Sports
Friends Girls Lacrosse New Coach to Focus on Balance
One senior, seven juniors make up 15-player Lady Quakers squad.
There are a lot of unknowns for this year’s girls varsity lacrosse team at Friends School. To begin, the team has a new head coach, and only one senior on its 15-player roster.
Yet for the team that lost in the IAAM B conference finals last year, balance is one known quality for this year’s Lady Quakers.
“All over the field—defense, attack, midfield, goal keeper—we have a group of girls that works hard,” head coach Mandy Hudson said when asked to assess the team’s strong points. “If they’re going to work hard every day in practice, that’s the strength right there,” she said.
And if a successful scrimmage against Garrison Forest and an early season win against the Annapolis-area Indian Creek Upper School is any indication, hard work and balance may indeed be the team’s strength.
Placing her focus on that balance—and building a team concept—Hudson has not publicly shared her opinions regarding one player’s ability over another.
“I have a hard time being new and not wanting to put a lot on anyone’s shoulders,” Hudson said, adding she also doesn’t want to take any responsibility away from someone who “might be the silent leader that hasn’t blossomed yet or is in the process of blossoming.”
In noting the rich lacrosse tradition at Friends, Hudson said she has been trying to take a look at the team and build on what it can do.
“We look at each practice and game experience as a learning experience so that we can break things down, and build them back up, and hope to come together a little bit better every day,” she said in an early March interview.
“And each practice we learn more about each other,” she said.
The coach did say she is looking to the team’s one senior, Isabel Swicklik, “for some good strong leadership on the field.”
Primarily playing defense, Swicklik is in her fourth year of lacrosse at Friends.
In addition to Swicklik, the slim roster features seven juniors, three sophomores and four freshmen.
Hudson noted freshman Rose Woolson will start in goal for the Lady Quakers.
“She is a sponge—she is learning everything as fast as she can,” Hudson said. “(She is) working hard in the net, working on communication with our defense—which has been something we have been working on since day one—and doing a great job.”
Speaking in general terms, Hudson said any one of four players may take the draw from time to time. “We’re going to be mixing it up a lot to keep everyone on their toes,” she said.

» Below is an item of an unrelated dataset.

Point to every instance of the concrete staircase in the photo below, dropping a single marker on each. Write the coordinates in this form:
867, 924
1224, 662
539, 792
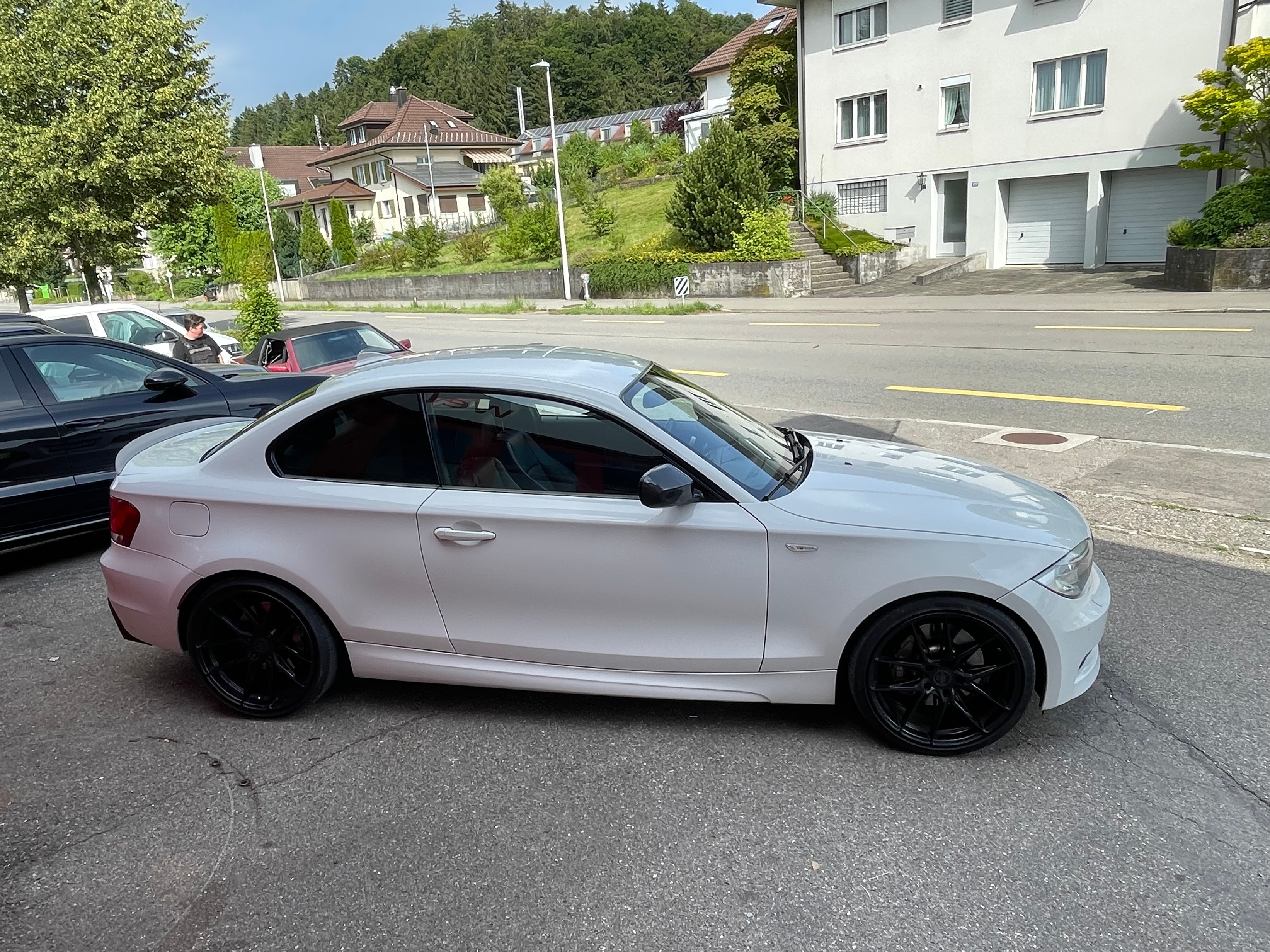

Hudson’s aim is to give everyone a chance to run down on attack and have attack wings play on defense.
“Again, our balance is our strength,” she said. “Everybody’s learning low defense, everybody’s learning team defense, everybody’s learning double-teaming, everybody’s learning how to shoot. The whole squad is going through everything,” she said.
“I want everybody to understand that if I need someone to be put in a position they may not be familiar with, I want them to have the knowledge and the confidence that they can be put anywhere on the field.”
And that all leads to a uniqueness Hudson sees in the team—their ability to rely upon each other and not hold on to the ball too long.
“The lacrosse ball travels better in the air than it does in someone’s stick,” the coach said. “It takes a team to get that ball from one end of the field to the other, and that’s what we are here to do.”
Realizing that the IAAM B conference is competitive, Hudson said the team is really not focusing on one particular game.
“I have not gotten that sense at all from them,” she said. “We’re going to take each game as if this is the game of the season. You respect your opponent regardless of what you may think or what they may think. Once you get on the field, you need to work hard and play for the outcome.”
Another point Hudson wants to emphasize this year: to instill some lessons in the girls.
“Some have to do with lacrosse, some have to do with life,” she said. “I want them to walk off the field and say, ‘I had a lot of fun. I learned a lot about the game, and I learned a lot about my teammates.’”
Hudson continued, “Whether they be leadership skills, work ethic, trust—all of those are things I think you can learn and grow on the field and just blossom once you walk off.”